Monday, February 22, 2010

Menswear in Miniature: Charles LeDray

Charles LeDray's Mens Suits installation, an Artangel commission somewhat recently exhibited in London was what what actually inspired me to want to write a blog.  I had thought to write it a proper review for publication in the fashion academic sphere, but as time has passed and it is with awe and admiration mainly that I think of it, I prefer to sing its praises here, and to inspire others to seek out LeDray's work.  Other reviewers have also found it worthy of praise.
I went to see the piece on what was meant to be its closing day at the old Chiltern Fire Station near Baker Street.  Stepping into the cavernous yet intimate room, I immediately stopped to take it in, a highly effective trick of scale, and then - whoosh - I was immersed in the wondrous realm of the miniature.  The three installations of men's clothing in miniature were enrapturing.  Like awkward mistakes in perspective or dollhouses you must climb stairs to peer into, the installation conjured a simultaneous feeling of unease and delight.  

Closer inspection revealed a wealth of detail and immediate awareness of an artist's passionate obsession and commitment to process.  The exhibition's catalog includes a number of explanatory essays on the piece, LeDray and the work's context.  I hope to add to those analyses not with more of the same, but with the personal reflections it generated.

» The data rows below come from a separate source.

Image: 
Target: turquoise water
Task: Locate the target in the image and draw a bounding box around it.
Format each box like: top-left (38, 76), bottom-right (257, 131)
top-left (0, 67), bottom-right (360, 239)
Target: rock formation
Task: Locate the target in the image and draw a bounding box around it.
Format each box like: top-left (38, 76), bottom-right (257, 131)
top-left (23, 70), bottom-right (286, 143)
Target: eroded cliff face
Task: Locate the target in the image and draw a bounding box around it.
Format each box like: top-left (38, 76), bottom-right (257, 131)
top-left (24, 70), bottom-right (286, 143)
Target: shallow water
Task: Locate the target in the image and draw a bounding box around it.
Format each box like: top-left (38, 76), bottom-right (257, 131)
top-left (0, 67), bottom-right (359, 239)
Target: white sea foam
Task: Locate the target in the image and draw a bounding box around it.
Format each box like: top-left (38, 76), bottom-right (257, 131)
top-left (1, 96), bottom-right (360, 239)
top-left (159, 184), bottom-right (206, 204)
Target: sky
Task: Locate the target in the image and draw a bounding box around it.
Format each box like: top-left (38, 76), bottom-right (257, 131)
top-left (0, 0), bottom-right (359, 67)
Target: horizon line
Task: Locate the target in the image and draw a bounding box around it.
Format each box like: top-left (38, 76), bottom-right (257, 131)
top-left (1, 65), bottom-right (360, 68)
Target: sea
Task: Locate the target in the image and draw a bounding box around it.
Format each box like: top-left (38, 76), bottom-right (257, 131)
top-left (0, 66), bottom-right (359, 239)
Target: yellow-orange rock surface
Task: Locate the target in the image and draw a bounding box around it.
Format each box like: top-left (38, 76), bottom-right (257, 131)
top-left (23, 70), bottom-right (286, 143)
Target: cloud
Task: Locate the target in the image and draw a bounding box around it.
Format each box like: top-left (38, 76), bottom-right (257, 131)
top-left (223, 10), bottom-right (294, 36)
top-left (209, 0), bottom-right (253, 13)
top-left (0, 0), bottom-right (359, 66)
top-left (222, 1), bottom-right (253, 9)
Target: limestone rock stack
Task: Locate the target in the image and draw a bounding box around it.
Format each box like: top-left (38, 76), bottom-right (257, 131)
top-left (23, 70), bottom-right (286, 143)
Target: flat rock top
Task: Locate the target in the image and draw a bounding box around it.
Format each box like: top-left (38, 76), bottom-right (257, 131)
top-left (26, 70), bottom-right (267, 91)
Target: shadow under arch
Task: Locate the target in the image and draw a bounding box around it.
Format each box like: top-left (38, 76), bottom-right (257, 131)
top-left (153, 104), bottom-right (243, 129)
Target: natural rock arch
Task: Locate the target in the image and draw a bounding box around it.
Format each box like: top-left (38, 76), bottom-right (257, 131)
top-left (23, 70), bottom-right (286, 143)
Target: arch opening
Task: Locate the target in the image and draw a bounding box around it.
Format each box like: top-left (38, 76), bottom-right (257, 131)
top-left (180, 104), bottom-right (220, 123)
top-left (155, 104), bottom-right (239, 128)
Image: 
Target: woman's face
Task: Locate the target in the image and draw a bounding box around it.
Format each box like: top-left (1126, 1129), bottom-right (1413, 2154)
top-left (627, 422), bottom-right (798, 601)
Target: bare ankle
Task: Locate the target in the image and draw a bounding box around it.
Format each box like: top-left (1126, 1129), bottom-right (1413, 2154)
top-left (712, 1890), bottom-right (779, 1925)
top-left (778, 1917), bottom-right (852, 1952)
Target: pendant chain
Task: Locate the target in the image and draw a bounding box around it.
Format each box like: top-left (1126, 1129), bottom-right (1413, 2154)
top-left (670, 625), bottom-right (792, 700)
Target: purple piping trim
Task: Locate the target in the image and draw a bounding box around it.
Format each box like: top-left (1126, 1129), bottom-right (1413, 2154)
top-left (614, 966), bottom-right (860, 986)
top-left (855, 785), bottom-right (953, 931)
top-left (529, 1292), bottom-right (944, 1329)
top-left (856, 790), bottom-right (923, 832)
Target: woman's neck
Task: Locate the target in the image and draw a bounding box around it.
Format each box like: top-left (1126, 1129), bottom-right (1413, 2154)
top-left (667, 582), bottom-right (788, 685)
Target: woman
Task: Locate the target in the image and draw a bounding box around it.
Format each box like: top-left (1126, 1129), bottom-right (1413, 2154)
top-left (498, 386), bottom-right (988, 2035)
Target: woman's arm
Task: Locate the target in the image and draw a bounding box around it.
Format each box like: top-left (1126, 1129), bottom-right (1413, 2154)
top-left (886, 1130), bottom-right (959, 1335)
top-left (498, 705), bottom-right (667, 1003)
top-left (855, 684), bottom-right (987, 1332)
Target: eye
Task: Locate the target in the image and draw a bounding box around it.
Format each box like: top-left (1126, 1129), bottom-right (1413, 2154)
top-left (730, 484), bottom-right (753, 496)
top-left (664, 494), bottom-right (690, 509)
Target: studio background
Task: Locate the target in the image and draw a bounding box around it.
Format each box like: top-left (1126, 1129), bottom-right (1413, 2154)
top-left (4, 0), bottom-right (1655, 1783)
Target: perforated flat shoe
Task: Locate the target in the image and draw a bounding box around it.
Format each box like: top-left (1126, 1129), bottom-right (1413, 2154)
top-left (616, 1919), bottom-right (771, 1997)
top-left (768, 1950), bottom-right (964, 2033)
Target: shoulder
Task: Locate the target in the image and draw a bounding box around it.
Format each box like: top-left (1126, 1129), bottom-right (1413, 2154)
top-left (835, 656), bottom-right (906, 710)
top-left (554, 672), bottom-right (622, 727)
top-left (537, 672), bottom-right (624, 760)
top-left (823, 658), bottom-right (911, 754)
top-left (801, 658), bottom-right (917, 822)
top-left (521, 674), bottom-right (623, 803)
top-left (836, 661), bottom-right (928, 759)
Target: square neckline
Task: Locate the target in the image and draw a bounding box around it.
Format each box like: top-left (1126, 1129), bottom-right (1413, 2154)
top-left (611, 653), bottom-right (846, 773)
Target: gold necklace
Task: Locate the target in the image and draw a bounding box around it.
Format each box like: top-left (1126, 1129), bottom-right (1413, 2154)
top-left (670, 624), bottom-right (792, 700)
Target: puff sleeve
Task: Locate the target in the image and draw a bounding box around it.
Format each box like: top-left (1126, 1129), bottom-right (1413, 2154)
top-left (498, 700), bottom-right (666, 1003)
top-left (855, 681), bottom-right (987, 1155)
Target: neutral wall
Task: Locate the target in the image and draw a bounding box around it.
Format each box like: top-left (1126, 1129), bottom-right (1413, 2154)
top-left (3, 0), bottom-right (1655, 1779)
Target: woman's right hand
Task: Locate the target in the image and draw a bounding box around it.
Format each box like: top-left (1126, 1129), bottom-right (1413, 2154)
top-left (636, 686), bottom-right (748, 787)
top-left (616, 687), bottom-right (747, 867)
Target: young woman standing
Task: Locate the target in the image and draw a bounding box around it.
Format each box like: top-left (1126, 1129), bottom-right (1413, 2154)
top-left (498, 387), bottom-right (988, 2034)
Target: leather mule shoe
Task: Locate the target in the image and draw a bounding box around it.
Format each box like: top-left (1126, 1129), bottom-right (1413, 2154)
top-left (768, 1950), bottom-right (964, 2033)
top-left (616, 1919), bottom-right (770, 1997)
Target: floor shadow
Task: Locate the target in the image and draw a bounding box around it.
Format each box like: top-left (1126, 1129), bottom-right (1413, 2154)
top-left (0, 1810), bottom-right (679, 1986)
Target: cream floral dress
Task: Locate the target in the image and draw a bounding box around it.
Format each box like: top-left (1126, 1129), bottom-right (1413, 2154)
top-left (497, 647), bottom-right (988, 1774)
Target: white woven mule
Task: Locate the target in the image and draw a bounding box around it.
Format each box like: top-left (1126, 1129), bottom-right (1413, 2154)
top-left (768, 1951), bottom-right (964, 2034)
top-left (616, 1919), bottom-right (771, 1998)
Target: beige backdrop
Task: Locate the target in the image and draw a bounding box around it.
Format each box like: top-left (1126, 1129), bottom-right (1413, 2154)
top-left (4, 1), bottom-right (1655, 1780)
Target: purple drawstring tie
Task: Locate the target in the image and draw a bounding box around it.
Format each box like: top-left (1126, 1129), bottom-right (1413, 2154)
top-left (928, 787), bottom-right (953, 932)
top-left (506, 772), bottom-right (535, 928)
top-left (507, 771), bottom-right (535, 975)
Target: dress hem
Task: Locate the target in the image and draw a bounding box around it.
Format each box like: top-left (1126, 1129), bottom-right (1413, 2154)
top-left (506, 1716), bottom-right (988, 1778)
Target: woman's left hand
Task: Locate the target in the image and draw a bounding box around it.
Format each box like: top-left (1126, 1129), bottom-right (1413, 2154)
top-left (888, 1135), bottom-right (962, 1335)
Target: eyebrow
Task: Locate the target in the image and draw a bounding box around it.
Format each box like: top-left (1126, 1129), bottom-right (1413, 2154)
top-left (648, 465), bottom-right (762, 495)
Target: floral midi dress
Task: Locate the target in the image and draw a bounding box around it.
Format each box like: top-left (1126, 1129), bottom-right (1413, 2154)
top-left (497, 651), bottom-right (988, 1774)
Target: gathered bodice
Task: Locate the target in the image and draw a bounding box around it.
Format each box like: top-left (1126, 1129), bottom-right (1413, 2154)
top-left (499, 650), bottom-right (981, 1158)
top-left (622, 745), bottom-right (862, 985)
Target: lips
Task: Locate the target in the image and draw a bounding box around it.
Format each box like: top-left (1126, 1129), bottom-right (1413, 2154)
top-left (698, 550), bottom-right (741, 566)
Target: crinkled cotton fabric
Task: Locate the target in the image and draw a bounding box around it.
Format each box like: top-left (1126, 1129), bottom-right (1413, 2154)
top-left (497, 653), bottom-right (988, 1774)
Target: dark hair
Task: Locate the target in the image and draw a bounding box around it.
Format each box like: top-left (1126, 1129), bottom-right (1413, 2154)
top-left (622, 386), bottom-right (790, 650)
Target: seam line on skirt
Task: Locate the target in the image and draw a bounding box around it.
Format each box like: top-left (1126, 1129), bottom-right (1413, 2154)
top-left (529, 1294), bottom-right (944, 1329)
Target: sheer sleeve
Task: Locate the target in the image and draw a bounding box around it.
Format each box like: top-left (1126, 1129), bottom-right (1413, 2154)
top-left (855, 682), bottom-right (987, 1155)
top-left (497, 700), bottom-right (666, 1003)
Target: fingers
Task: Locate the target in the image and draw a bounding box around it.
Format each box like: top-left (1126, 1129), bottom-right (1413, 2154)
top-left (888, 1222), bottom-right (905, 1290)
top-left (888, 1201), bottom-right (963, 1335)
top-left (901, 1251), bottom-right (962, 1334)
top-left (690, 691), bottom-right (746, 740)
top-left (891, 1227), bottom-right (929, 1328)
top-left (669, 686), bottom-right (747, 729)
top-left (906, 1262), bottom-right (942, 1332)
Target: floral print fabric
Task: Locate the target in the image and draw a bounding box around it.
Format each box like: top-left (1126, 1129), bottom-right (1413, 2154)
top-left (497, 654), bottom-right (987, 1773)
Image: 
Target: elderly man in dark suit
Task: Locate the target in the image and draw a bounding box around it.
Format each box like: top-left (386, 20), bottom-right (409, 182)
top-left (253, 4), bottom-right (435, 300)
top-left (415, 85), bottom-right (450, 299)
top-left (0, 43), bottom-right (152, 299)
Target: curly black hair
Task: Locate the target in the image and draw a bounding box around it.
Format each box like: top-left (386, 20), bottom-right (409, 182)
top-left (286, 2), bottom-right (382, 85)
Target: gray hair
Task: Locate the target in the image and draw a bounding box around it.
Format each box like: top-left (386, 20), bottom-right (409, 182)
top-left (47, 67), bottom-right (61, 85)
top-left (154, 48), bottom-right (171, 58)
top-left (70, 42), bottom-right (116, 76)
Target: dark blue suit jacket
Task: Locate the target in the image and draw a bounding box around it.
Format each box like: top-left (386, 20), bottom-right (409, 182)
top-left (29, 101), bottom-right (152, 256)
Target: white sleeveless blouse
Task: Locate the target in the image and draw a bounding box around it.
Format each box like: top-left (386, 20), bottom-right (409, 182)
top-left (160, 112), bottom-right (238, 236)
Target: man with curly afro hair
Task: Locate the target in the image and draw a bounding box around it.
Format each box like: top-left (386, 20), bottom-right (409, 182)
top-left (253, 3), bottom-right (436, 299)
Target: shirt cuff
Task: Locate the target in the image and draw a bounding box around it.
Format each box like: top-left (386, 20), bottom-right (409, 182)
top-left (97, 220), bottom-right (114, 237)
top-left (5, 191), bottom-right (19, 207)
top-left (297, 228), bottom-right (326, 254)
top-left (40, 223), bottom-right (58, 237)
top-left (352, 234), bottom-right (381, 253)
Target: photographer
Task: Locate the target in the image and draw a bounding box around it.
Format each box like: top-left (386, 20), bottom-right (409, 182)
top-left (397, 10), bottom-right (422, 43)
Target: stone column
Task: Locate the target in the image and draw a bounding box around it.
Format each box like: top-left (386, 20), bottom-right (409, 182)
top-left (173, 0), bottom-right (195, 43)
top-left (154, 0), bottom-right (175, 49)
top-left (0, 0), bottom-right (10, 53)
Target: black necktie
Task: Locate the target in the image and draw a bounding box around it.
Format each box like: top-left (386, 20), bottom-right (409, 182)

The first tableau I spent time engaging with appears as a second hand clothing store.  Unique but familiar, vaguely vintage menswear crowd a circular rail and rectangular table.   The clothes are arranged as they would be in a charity shop - neat yet somewhat shabby in themselves, bearing signs of wear and evoking the lives to which they have been witness. Because each garment is a scaled down replica of an actual garment from which it was cut, these pieces are like relics of an ideal form.  Originals destroyed in order to make single copies.

The second vignette takes the viewer behind the scenes of what feels like the same second hand store, to its storage and work room.  Here bins and crowded rails of clothing sit beside laundry bags, an iron and board and stepladder.  The virtuoso skill in producing replicas in miniature becomes overwhelming as the eye travels over a hanger full of tiny leather gloves, and the rail laden with plastic and wire hangers.  A few of the wire hangers even bear the standard paper dry cleaners thank you label.  I didn't know at the time that LeDray was based in New york City, but the canvas bin, and dry cleaner's tags immediately caused me a wave of nostalgia and a flood of memories of rummaging through rails at the Salvation Army on 44th Street searching for the right sized trousers while costume designing on a miniscule budget.

The last installation, of a tailor's dummy, and pinwheel arrangement of neckties on a round table, didn't captivate me as much as the others.  However, I was distracted because as I approached it, I was no longer alone in the space.  A young father with a toddler in a pram entered the gallery and stood behind the charity shop scene.  Seeing the scale of others in relation to the work re-ignited the uncanny feeling of discrepancy in scale.  Even the small child would seem a giant if he chose to break free of his pushchair and enter the scenes (which I secretly hoped he would).

After taking some frantic notes, and considering breaking the rules by taking photographs, I reluctantly left the old fire station, pleased that I had decided to venture west of Liverpool Street that day, but disappointed that the show was about to close and I could not recommend it fiercely and visit it again.

Then, on a trip to Rotterdam to see the work of my tutor Judith Clark (Art into Fashion and the Bueymann von Beuningen Museum) I was rewarded with another view of Mens Suits.  Following its premiere in London, the work travelled to Rotterdam and was installed just outside the Art into Fashion show.  

Here in the stark modern museum, the clothes seemed to be trying a little harder to appear significant.  Yet, they seemed also to be proudly on tour, challenging people to stop on their way to the gift shop or for an espresso break.  And here, you could take pictures.  And pictures with other spectators present.

Although the actual experience of scale inertia can only come by seeing the actual work, the pictures here do some justice in conveying the sense of uncanny quietude and wistful nostalgia that Mens Suits inspired - twice.